Bike Saddles And Female Anatomy
Bike Saddles and Female Anatomy
If you are an avid cyclist, then you already know how much time your backside spends on the saddle. Without a properly fitting saddle designed for the female form, those hours can translate into serious discomfort and even saddle sores. Understanding the way the female anatomy including the vulva interacts with the bike saddle will help you understand why this is a common problem.
Us women are often reluctant to share the pain we are experiencing "down there". It can be embarrassing and we sometimes may think we are the only woman experiencing saddle discomfort. The opposite is actually more true. More often than not women are experiencing some level of discomfort when cycling, caused by an improperly fit bike seat.
Consider this women's bike saddle experience from Christine Warren.
Christine is a triathlete who competes in the 70.3 and full IronMan races. During the week she trains up to 17 hours in the saddle and oftentimes does 4-5 hour rides on the weekends. Over the years she tried every different brand and type of women's saddle and came to the conclusion that riding was just painful and that she was always going to be dealing with saddle sores. The sores got to the point where Christine even required a medical procedure to help relieve some of her pain.
Posterior Women's Bicycle Saddle Discomfort
Women often find that their backsides are sore after a long ride. If the women's bike saddle is a leather or plastic model with minimal padding, and it continues to make the butt or perineal vulva area sore after a proper break-in period, then the pain is likely due to a saddle that is the wrong shape for your anatomy, placing pressure on all the wrong areas.
According to Lovely Bicycle, "If it still hurts just the same after a reasonable break-in period, and the pain feels to be the result of pressure on the sit bones, then the saddle may be wrong for your derriere." This often happens because the saddle is too narrow for a woman's sit bones. Also, women tend to cycle a little less forward tilted than a male cyclists, so the bum gets more pressure from the seat.
One commenter found that narrow or wide could both cause problems. She said, "I'm sure there's plenty of ladies with . . . wide sit bones, but this is not always the case. A too-wide saddle is just as uncomfy as a too-narrow one."

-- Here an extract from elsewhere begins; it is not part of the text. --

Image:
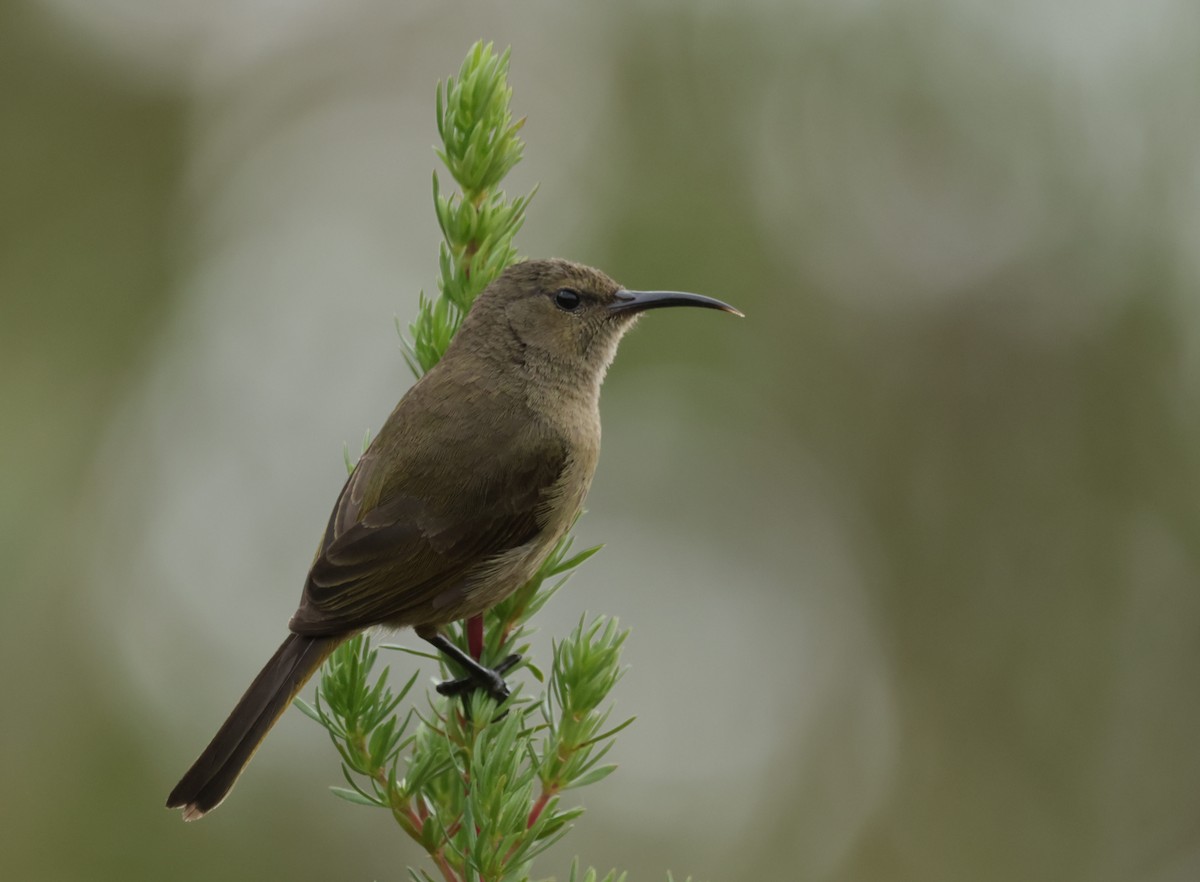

Labial or vulva discomfort occurs when the vaginal lips bunch up and press into the saddle on a road bike. A saddle with cutout in the center can help, but it has to be positioned exactly for the woman's individual anatomy, which is almost impossible. Instead, applying chamois cream or even Vaseline to the vaginal area before riding can help reduce chafing the area and prevent painful abrasions from the friction.
Pain is not the only problem women have. One anonymous commenter said, "After an hour or two of cycling, my [genital area is] numb and sore." This type of problem is caused by pressure. Cream will not help with women's bicycle saddle pressure. I recommend tilting the saddle down to take the pressure off, but this may put too much pressure on the arms and hands and create a painful ride. Instead, I recommend experimenting with different saddles until you find one that works with your anatomy and avoids the painful perineal pressure.
If you have already tried multiple saddles and still cannot get comfortable, then I recommend taking a look at BiSaddle. BiSaddle is an adjustable saddle. Meaning you can adjust the shape of BiSaddle to custom fit your body and riding style. And, if your riding style or body shape change, you can simply re-adjust for ultimate comfort.
Hear what Christine Warren experienced after switching to BiSaddle below.
Check out BiSaddle @ www.BiSaddle.com
There are different types of saddle pain. Including Sit Bone Soreness, Chafing and Saddle Sores, Soft Tissue Pain and Pubic Bone Pain.
Pubic Bone Pain
Tilting forward as we ride in a more aggressive or time trial position puts more pressure on the pubic bone, which obviously puts more pressure on the soft tissue. Cyclists who ride in a time trial position often may benefit from a spilt nose, channel or cutout relief saddle.
Chafing and Saddle Sores
Chafing can be a unique problem for us women. This is something that men may never really understand.
Chafing and saddle sores can occur in different spots for different women. It may be where the leg meets the pelvis or if there is pressure on the soft tissue, then we may even find ourselves with soft tissue problems.
Keep in mind that to get the pressure off of the soft tissue we need to put more pressure on the sit bones. This can be a little uncomfortable at first, but as long as you have a properly fitting saddle, then the discomfort should eventually leave. Pay special attention to a saddle that may be too wide for you and can cause saddle sores on the inside of your leg where it meets the pelvis.
Soft Tissue Pain
This can be a troublesome problem for us ladies. The discomfort can show up as chafing, numbness or just pain from pressure on the lady parts. Ignoring this discomfort can eventually lead to future problems and maybe even a medical procedure. It is important to make sure you are not only riding a properly fitting saddle, but you should also make sure your bike is sizes properly, that your crank arms are the correct length, your saddle height is correct and that your saddle tilt and fore aft are correct. It can sometime take a bike fit to get the comfort you deserve.